Eles estão surdos
A cidade de Mendoza, na Argentina, recebe em média (nos últimos cinco anos) um milhão e meio de turistas
*Artigo de Julio Gavinho
Vocação é a corruptela portuguesa para o verbo latim “vocare”. Claro que você sabe que o significado é “chamar”, de tanto ouvir menções religiosas sobre o chamado. Este chamado está associado a uma habilidade ou característica que dá destaque. Uma bela e exclusiva praia por exemplo, tem vocação para turismo, capice? A vocação precisa de estudo e preparação para seu pleno aproveitamento.
Agora preste atenção…
A cidade de Mendoza, na Argentina, recebe em média (nos últimos cinco anos) um milhão e meio de turistas. Destes, 30% são estrangeiros e 70% hermanos. Dos estrangeiros são 50% de brasileiros (que representam 15% do total) que permanecem entre 5 e 7 dias e os seus conterrâneos ficam em Mendoza entre 3 e 4 dias.

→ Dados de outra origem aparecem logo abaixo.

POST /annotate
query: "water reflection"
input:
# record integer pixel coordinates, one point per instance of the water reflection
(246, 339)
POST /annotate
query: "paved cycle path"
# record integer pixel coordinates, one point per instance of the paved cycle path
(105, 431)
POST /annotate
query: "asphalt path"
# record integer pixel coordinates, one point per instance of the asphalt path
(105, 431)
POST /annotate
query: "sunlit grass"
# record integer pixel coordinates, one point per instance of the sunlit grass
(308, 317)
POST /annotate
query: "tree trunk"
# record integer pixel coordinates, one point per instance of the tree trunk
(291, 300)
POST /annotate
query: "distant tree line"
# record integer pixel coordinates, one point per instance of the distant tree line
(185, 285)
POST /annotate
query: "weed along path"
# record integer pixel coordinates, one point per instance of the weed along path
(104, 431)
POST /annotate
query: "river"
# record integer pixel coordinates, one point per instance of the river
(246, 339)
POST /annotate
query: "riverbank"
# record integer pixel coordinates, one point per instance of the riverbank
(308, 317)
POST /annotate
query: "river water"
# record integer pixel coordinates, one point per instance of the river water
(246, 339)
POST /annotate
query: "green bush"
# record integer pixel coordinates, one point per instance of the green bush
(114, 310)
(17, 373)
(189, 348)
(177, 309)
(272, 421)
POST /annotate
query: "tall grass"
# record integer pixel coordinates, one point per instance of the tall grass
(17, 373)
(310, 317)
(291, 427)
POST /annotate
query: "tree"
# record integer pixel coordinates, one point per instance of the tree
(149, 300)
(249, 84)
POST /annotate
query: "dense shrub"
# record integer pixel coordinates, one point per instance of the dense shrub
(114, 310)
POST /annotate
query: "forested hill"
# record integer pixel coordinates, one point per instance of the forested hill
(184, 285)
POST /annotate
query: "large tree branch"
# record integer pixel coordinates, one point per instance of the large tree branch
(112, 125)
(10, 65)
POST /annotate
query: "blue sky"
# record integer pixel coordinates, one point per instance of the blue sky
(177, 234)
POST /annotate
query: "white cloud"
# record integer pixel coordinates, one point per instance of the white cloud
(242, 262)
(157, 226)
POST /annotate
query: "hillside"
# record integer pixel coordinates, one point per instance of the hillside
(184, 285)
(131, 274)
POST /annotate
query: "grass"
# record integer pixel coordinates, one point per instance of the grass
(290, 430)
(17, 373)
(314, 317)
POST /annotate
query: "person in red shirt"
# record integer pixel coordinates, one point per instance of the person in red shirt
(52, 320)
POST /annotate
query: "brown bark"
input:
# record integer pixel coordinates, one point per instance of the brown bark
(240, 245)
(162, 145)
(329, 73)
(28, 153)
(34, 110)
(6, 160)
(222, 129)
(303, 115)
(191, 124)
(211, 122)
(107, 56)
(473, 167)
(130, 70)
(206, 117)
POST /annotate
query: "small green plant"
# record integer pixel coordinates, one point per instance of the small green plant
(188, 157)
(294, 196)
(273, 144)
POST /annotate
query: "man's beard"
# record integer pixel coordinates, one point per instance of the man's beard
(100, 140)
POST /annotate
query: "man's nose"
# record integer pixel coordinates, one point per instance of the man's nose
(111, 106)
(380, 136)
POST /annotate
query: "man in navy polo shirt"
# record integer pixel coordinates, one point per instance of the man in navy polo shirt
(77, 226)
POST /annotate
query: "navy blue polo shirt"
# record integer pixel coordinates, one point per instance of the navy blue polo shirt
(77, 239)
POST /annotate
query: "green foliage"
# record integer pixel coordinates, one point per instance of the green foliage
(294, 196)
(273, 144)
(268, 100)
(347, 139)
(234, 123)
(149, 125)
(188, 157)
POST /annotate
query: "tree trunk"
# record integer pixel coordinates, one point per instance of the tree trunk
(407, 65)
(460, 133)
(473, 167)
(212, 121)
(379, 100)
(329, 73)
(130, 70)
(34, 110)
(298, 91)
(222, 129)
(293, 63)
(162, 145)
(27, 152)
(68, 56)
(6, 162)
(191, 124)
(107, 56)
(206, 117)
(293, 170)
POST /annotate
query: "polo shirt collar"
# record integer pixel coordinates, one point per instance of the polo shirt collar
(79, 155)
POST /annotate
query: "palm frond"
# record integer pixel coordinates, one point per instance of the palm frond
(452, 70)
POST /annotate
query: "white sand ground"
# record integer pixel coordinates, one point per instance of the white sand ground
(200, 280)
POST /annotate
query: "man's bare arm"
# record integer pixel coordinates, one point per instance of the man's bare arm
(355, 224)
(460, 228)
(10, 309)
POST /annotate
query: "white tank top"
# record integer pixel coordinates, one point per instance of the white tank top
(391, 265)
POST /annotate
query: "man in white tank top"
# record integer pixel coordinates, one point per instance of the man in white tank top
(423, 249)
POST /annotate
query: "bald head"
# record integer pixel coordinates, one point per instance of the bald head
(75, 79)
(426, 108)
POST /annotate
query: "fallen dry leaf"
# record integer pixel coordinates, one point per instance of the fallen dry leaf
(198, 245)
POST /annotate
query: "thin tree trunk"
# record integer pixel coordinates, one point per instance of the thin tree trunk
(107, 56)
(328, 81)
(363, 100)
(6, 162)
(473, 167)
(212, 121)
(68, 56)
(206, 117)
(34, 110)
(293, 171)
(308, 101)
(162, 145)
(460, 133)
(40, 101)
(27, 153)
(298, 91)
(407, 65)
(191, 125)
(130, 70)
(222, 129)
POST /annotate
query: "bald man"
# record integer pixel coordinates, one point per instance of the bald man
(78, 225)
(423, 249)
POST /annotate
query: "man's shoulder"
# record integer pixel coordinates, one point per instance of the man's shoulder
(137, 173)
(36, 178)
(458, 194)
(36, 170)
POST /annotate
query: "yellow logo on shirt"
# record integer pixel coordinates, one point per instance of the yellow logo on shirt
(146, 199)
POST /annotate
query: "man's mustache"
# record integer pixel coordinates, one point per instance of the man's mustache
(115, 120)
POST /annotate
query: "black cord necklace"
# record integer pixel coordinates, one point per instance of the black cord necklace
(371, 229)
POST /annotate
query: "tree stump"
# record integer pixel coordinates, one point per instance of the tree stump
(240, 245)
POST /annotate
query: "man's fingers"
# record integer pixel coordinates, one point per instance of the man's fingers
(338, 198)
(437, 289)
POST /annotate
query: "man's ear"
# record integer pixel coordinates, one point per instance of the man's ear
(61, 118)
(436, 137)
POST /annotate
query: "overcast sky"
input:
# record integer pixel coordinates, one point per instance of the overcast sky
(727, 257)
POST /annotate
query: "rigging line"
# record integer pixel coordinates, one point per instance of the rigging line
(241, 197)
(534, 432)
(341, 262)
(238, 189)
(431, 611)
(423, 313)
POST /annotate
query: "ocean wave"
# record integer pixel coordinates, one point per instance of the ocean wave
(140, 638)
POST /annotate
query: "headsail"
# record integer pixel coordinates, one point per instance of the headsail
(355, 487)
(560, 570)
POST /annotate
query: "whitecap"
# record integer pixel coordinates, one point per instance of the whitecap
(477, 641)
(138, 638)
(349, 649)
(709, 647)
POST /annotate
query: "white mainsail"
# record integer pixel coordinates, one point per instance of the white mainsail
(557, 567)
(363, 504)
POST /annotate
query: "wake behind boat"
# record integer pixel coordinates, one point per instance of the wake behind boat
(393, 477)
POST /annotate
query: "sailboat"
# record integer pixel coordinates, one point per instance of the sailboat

Da massa total de visitantes, apenas 25% são turistas de lazer, e o restante é dividido entre negócios e eventos.
A primeira quinzena de março é a vindima, principal período de visitantes de lazer do ano. No inverno, Mendoza é o playground dos brazucas. Tanta gente pulando e falando alto que parece até um novo terremoto na cidade.
Embora nossa visão alcoólico-idílica nos leve a pensar que o vinho seja o grande vetor turístico da região, esta afirmação não é de todo verdade. São cerca de 1.000 (isso, mil!) vinícolas na região primária de Mendoza, porém menos de 50 oferecem um produto turístico formatado com visita, história e prova.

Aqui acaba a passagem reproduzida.